The following packages are required to use this model:

torch>=2.1.0
transformers==5.0.0rc1
datasets>=2.14.0,<3.0.0
accelerate>=0.24.0
tiktoken>=0.1.0
sentencepiece>=0.1.99
numpy>=1.25.2,<2.0.0
pandas>=2.0.0
tqdm>=4.66.0

Install them with:

pip install torch transformers datasets accelerate tiktoken sentencepiece numpy pandas tqdm

Or install from the project's requirements.txt:

pip install -r requirements.txt

Limitations

The model is trained on a limited dataset of 3,163 training examples and may perform better on texts similar to the training data. For other domains or question types, additional fine-tuning may be required.

The model uses a maximum sequence length of 512 tokens, so longer contexts will be truncated.

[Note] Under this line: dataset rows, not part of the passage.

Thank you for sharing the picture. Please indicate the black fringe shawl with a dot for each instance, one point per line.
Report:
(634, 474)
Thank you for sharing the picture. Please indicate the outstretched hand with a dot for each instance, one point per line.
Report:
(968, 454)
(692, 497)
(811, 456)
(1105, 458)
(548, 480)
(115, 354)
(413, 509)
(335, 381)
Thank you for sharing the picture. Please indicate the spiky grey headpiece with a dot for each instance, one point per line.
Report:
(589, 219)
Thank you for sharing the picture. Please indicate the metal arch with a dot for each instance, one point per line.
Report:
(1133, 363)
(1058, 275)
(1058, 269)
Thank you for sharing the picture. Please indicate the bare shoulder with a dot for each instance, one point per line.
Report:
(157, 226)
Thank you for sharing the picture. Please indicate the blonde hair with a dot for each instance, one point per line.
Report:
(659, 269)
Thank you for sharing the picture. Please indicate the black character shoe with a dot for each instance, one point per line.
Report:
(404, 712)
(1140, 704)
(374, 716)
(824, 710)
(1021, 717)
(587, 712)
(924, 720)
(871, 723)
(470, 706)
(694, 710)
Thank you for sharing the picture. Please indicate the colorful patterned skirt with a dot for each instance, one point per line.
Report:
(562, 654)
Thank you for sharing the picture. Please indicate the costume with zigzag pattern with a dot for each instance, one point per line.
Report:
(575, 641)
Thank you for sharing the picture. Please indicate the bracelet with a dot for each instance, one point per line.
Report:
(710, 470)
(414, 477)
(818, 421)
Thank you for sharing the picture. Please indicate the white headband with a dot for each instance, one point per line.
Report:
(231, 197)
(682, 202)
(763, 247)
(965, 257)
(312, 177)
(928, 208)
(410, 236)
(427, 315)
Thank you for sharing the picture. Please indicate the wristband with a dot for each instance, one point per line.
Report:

For detailed performance metrics (Exact Match and F1 score), additional evaluation with a question-answering metric computation function would be required.

Citations

If you use this model, please cite the KazQAD dataset:

@inproceedings{yeshpanov-etal-2024-kazqad,
    title = "{K}az{QAD}: {K}azakh Open-Domain Question Answering Dataset",
    author = "Yeshpanov, Rustem  and
      Efimov, Pavel  and
      Boytsov, Leonid  and
      Shalkarbayuli, Ardak  and
      Braslavski, Pavel",
    editor = "Calzolari, Nicoletta  and
      Kan, Min-Yen  and
      Hoste, Veronique  and
      Lenci, Alessandro  and
      Sakti, Sakriani  and
      Xue, Nianwen",
    booktitle = "Proceedings of the 2024 Joint International Conference on Computational Linguistics, Language Resources and Evaluation (LREC-COLING 2024)",
    month = may,
    year = "2024",
    address = "Torino, Italia",
    publisher = "ELRA and ICCL",
    url = "https://aclanthology.org/2024.lrec-main.843",
    pages = "9645--9656"
}

Author

R3iwan

License

The model itself is released under Apache 2.0 license. However, please note that this model was fine-tuned on the KazQAD dataset, which is licensed under Creative Commons Attribution-ShareAlike 4.0 International (CC BY-SA 4.0). When using this model, you should comply with both licenses.